Re: Corruption suspiciously soon after upgrade to 5.14.1; filesystem less... | linux-btrfs

Re: Corruption suspiciously soon after upgrade to 5.14.1; filesystem less than 5 weeks old

From: Qu Wenruo <hidden>
Date: 2021-09-11 01:05:59


On 2021/9/11 上午6:34, Sam Edwards wrote:

On Fri, Sep 10, 2021 at 2:31 AM Qu Wenruo [off-list ref] wrote:

quoted


If you have hit read-only problem, then it's definitely btrfs' problem,
and we're very interesting to see what's the cause.

I'm in full agreement that RO is a sign of a malfunction; but I was
saying that the malfunction may be deeper in the stack, meaning the RO
is not necessarily due to a design/implementation error in btrfs, but
is rather the only sensible course of action when faced with certain
circumstances outside of its control.

quoted

Checksum error doesn't sound correct. Can be another indication of
missing writes.

But this also means, the corruption is even older.

Here is the checksum error (the very first indication of something
amiss on the day in question):
BTRFS warning (device dm-0): checksum verify failed on 1065332064256
wanted 0x04ca393a found 0xd5f0b823 level 0
BTRFS error (device dm-0): parent transid verify failed on
1065332064256 wanted 66552 found 66543

This is something more weird.

Firstly, this message is for the same block, then it means, the first
copy is not correct, but it's not completely garbage.

If it's completely garbage, its logical bytenr would not match (btrfs
checks the very basic things like logical bytenr/fsid, then check the csum).

Thus it looks like either the data is not correct, or the bytenr check
just passes by pure coincident (which I don't believe, as it also passed
fsid check).

Then the 2nd copy passed all other checks, but transid.

This looks very weird.
If it's btrfs causing the problem, both copy should have the same
problem, not just one copy with csum mismatch, another with transid
mismatch.

Since it's coupled directly with a transid mismatch, I think this just
means the csum tree is current while the node is not.
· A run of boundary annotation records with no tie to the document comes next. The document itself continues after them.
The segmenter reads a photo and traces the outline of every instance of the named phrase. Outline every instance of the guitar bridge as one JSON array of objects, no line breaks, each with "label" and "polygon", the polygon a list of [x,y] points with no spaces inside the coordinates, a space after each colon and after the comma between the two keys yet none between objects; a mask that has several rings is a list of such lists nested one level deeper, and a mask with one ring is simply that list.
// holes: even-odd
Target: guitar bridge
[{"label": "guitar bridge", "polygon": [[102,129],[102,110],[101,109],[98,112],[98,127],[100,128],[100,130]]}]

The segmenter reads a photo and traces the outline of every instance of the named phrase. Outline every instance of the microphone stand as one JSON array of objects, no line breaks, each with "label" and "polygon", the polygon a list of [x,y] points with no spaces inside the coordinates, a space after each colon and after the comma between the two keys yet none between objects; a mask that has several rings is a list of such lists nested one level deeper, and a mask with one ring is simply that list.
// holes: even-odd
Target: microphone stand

For metadata, the csum is inlined into the header, not in csum tree.
Csum tree is only for data.
Thus it's not possible for csum to mismatch with its data.

That is,
0x04ca393a is the correct checksum for generation 66552 of leaf
1065332064256, but that generation has gone missing and instead we
find generation 66543, which has checksum 0xd5f0b823.

Nope, the csum is inside the tree block (along with its bytenr and fsid).
It looks more like the latter part of the tree block mirror 1 got
overwritten or corrupted.

quoted

As long as you don't do forced shutdown, nor btrfs check --repair, the
v1 cache should not mismatch.

I have never even heard of btrfs check --repair until this incident (a
testament to btrfs's general durability).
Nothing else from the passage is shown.